En revanche la mémoire opérationnelle n’est concevable que strictement subordonnée aux

buts d’une activité donnée, que liée au contenu même de cette activité (1966 p10). De ce fait,

l’auteur précise que si ces deux mémoires sont transitoires, la brièveté de la mémoire opérationnelle est relative à l’activité qu’elle sert.

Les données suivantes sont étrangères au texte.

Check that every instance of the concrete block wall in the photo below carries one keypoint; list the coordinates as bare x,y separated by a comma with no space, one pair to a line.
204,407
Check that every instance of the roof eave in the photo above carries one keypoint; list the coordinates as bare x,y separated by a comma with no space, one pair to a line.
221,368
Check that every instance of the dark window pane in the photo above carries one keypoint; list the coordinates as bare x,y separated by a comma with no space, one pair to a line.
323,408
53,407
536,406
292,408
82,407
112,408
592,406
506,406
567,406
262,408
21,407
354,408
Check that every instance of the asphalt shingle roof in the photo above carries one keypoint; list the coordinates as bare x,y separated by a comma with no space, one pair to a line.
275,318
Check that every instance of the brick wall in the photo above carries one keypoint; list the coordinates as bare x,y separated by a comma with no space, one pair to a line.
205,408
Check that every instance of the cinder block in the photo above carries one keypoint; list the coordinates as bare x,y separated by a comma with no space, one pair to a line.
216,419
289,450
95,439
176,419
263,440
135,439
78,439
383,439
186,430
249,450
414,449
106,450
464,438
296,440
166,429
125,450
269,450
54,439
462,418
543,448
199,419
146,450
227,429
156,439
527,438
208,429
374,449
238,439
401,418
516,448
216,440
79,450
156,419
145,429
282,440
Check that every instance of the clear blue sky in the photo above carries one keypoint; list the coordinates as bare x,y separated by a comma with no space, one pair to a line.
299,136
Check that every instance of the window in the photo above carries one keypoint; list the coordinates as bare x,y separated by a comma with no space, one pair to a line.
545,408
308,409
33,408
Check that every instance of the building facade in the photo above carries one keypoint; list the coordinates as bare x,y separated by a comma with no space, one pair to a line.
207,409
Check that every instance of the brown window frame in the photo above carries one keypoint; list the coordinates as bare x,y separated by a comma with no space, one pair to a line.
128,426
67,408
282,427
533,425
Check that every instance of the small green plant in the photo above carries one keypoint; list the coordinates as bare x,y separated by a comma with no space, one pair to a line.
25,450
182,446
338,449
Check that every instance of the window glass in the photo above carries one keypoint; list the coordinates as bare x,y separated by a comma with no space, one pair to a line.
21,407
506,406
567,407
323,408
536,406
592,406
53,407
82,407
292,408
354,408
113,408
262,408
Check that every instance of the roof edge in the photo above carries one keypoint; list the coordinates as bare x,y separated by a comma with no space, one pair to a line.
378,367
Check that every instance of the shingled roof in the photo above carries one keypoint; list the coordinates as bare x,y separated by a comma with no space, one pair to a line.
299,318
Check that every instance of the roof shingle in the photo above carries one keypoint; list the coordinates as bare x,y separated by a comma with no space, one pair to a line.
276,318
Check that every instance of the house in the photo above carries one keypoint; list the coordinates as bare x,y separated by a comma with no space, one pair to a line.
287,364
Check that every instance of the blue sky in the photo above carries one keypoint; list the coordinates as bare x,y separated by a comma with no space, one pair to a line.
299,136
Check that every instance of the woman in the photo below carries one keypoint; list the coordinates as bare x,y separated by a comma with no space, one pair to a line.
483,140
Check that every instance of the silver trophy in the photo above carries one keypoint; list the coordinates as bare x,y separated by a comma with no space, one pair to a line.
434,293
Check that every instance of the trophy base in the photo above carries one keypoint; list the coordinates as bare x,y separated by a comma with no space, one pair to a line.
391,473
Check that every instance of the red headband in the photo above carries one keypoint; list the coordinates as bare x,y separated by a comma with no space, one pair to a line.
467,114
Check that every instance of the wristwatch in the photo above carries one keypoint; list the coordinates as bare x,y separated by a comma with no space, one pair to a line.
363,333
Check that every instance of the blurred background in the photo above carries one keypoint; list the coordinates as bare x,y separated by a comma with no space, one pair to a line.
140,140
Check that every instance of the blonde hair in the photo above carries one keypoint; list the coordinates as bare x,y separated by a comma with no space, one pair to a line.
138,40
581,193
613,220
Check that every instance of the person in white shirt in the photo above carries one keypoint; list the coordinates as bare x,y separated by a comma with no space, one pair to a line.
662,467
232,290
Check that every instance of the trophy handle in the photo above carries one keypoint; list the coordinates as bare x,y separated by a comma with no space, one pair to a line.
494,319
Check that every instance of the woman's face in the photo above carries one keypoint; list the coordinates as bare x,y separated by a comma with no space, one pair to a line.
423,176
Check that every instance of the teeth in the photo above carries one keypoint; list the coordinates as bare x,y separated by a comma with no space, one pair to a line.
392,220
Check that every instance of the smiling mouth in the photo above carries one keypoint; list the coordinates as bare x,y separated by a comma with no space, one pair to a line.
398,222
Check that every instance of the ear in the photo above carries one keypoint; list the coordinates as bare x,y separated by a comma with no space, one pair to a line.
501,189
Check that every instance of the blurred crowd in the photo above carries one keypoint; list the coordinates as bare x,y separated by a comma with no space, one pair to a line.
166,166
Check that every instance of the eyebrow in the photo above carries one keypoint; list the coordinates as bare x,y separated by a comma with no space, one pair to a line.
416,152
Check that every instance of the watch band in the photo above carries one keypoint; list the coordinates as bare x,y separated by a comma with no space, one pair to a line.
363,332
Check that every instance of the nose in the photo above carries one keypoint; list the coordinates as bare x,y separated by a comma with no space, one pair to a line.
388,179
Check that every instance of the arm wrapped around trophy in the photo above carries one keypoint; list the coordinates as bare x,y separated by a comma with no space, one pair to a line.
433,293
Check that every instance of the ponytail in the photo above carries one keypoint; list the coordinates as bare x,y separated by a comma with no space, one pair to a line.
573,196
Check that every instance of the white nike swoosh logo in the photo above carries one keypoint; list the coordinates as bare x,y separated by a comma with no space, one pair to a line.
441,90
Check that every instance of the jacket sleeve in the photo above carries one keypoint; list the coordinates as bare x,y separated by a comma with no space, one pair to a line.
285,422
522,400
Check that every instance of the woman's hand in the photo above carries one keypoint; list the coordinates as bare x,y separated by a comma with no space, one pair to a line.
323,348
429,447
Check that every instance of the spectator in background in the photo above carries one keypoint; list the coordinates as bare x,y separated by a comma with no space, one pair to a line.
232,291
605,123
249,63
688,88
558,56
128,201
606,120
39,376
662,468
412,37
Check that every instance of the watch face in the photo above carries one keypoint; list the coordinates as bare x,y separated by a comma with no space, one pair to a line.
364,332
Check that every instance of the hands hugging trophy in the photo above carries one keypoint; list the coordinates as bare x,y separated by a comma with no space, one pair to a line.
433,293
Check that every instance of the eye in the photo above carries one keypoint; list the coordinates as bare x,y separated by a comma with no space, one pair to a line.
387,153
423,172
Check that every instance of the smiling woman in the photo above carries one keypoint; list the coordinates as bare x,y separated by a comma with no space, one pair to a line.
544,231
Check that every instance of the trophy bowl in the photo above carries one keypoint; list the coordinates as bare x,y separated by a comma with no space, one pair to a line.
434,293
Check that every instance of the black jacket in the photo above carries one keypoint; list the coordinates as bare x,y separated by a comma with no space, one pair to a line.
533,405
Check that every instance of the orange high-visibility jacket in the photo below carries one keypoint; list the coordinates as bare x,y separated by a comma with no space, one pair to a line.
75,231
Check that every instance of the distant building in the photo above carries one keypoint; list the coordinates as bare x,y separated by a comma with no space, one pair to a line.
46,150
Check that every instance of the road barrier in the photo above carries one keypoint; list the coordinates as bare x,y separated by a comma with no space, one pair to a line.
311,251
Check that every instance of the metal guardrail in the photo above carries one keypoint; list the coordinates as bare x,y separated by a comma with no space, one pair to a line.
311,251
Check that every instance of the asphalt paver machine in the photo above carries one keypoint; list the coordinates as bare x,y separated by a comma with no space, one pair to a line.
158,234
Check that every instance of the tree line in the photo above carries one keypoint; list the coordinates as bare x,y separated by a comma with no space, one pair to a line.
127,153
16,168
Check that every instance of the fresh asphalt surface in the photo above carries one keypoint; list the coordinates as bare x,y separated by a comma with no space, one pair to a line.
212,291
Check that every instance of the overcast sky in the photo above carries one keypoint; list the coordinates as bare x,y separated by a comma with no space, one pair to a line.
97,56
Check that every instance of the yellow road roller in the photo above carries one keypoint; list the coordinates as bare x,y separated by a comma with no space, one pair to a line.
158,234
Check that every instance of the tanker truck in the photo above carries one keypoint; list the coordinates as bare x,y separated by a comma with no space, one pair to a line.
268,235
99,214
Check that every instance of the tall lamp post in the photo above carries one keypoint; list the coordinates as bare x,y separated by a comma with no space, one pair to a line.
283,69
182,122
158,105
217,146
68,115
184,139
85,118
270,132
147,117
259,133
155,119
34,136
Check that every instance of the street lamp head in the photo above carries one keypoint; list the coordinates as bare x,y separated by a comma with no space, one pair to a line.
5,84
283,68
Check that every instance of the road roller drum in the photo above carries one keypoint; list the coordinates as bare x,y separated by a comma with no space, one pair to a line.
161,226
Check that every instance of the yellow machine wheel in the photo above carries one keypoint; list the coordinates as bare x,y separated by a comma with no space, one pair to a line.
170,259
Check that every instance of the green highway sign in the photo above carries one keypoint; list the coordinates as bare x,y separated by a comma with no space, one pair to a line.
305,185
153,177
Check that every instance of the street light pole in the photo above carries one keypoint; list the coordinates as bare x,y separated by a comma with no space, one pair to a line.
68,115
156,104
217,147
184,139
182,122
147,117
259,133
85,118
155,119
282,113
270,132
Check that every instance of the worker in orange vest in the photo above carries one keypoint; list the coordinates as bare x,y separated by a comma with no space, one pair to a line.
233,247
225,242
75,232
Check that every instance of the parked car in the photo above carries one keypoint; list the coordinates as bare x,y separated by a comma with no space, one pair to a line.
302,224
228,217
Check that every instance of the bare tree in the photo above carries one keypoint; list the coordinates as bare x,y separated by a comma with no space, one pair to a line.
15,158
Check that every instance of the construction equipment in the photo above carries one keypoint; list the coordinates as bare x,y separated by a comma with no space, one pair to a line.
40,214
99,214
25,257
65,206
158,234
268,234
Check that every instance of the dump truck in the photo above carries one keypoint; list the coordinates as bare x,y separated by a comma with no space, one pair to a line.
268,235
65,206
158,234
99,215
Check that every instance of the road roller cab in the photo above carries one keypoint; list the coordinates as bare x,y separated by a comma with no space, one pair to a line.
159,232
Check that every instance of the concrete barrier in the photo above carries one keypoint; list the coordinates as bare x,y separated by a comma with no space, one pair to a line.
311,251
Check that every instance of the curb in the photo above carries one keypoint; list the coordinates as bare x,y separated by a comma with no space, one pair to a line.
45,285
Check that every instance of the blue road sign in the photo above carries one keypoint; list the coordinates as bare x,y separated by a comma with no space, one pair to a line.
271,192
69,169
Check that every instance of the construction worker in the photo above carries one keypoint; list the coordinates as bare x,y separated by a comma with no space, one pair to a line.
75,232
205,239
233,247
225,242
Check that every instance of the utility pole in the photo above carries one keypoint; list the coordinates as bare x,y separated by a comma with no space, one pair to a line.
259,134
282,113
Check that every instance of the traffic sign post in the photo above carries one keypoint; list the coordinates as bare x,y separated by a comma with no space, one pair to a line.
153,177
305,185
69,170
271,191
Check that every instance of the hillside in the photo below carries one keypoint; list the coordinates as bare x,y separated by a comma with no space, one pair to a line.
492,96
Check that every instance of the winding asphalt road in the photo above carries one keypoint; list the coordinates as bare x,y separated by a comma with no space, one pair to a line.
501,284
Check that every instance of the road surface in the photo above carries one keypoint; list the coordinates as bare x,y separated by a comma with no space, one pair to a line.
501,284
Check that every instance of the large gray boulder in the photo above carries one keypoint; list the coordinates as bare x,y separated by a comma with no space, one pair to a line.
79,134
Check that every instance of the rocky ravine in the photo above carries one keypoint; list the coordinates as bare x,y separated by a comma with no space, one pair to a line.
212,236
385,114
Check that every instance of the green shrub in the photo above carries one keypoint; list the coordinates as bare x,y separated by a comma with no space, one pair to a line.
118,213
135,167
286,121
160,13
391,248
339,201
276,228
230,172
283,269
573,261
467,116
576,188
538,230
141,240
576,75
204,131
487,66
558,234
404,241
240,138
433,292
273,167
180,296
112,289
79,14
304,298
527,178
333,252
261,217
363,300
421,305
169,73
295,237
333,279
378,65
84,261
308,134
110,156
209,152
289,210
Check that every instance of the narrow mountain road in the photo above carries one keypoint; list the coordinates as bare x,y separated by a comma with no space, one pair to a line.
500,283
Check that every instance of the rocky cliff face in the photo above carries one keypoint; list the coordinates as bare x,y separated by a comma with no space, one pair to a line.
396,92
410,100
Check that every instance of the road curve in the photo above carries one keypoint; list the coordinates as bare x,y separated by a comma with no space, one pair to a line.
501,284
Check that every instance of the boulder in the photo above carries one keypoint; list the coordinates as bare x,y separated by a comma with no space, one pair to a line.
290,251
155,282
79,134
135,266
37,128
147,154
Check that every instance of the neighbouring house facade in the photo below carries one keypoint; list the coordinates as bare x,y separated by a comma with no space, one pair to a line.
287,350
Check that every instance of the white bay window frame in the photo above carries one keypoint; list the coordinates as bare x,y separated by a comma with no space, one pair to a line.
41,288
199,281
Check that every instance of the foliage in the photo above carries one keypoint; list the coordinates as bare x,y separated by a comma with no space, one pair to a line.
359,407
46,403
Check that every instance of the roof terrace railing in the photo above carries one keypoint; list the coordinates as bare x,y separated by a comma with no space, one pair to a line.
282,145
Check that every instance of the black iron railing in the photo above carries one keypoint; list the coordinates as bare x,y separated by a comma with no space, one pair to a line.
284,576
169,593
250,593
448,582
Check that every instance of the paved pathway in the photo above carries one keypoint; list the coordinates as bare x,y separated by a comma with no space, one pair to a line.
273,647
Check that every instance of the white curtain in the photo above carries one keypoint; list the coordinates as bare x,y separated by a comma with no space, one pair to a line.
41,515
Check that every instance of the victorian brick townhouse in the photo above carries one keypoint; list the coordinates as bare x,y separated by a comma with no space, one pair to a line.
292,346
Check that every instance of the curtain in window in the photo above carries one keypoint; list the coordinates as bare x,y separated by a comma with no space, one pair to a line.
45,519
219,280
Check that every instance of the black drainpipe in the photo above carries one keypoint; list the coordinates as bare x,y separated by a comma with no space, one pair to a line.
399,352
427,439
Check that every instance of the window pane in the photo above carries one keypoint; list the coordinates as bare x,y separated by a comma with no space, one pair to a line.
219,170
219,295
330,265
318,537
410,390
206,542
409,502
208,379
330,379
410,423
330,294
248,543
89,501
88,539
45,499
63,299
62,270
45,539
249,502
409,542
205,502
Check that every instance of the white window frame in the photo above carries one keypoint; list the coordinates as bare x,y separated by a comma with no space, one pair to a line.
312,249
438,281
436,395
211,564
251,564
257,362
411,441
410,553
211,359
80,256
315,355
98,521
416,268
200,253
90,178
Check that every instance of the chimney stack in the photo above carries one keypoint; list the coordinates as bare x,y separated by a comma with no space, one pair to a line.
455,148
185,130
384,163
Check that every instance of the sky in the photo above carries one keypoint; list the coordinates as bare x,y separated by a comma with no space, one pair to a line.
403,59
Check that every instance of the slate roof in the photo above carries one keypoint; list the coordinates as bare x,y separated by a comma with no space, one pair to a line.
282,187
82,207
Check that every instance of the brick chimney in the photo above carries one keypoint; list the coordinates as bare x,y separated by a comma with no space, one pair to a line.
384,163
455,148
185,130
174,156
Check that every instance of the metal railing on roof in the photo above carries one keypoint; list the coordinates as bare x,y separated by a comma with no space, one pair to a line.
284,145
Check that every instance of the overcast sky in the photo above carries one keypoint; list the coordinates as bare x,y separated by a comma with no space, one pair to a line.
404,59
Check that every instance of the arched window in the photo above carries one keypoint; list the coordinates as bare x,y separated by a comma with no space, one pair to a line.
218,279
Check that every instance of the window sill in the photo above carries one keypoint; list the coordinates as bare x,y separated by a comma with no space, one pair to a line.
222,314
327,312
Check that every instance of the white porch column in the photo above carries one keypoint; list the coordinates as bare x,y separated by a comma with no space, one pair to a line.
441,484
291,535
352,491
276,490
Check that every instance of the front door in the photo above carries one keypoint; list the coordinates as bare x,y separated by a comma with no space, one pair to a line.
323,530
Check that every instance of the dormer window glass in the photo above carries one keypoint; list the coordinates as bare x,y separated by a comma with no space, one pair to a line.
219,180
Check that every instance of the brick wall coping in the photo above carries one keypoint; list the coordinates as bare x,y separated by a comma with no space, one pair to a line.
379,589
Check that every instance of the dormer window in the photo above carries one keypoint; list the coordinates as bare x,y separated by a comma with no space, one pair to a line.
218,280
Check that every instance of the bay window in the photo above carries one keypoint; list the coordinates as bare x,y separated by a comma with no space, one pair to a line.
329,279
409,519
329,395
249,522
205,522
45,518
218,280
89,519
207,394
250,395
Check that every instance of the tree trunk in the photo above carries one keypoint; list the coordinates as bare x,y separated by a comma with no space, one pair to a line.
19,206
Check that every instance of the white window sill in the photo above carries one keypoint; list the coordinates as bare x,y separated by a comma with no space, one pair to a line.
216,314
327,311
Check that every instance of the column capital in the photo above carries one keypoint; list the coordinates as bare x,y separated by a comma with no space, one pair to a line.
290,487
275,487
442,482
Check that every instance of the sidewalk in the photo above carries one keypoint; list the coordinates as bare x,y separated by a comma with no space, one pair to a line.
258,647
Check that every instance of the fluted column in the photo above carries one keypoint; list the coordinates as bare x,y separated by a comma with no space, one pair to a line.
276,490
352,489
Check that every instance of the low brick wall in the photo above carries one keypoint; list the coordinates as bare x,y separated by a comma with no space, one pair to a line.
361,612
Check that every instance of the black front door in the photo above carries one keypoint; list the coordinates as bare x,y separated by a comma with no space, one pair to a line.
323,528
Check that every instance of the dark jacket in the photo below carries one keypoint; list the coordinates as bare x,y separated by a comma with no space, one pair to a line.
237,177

Certes, la mémoire opérationnelle est brève par rapport à la mémoire permanente mais elle peut donc être longue par rapport à la mémoire immédiate. De ce fait, pour Zintchenko la mémoire opérationnelle accomplit une fonction spécifique, et possède un contenu particulier.

Au cours d’expérimentations Zintchenko chercha à élucider les particularités de la mémoire opérationnelle. Il a ainsi mis en évidence que la diminution des capacités de la mémoire opérationnelle lorsque la complexité de la tâche augmente. De plus, ses résultats ont également permis de constater des différences individuelles dans l’exécution de tâches mettant en œuvre la mémoire opérationnelle. Par exemple, il met en évidence que les procédés d’intégration des informations en mémoire opérationnelle sont très variables d’un sujet à l’autre. En effet, les sujets qui assemblent les informations en unités de mémoire ou

unités opérationnelles (ie : chunking) sont plus performants que ceux qui n’y parviennent pas.

Lors d’une expérimentation auprès d’écoliers, en situation de recopie de texte, Zintchenko met en évidence que les unités de la mémoire opérationnelle des élèves peuvent appartenir à trois niveaux différents. Les unités du niveau inférieur se limitent aux lettres et aux syllabes, celles du niveau intermédiaire comprennent des mots, et enfin les unités opérationnelles du niveau supérieur absorbent des groupes de mots et des propositions. Par ailleurs, il analyse que les niveaux inférieurs et moyens n’assurent que très faiblement la justesse orthographique et sémantique du texte retranscrit. En mettant en place des séances d’entraînement pour les écoliers les plus en difficulté, Zintchenko mit en évidence que le passage à des unités opérationnelles du stage supérieur permettait de diminuer le nombre d’erreurs et d’augmenter la vitesse de copie. Graduellement, l’automatisation des opérations suscitait ainsi la

modification des procédés de la mémorisation opérationnelle, la formation d’unités de la mémoire d’un niveau plus élevé (p17). De ce fait, pour Zintchenko, la formation de ces unités

opérationnelles de niveau supérieur, d’une part, assure de meilleurs résultats et, d’autre part, est étroitement liée à l’expérience des sujets.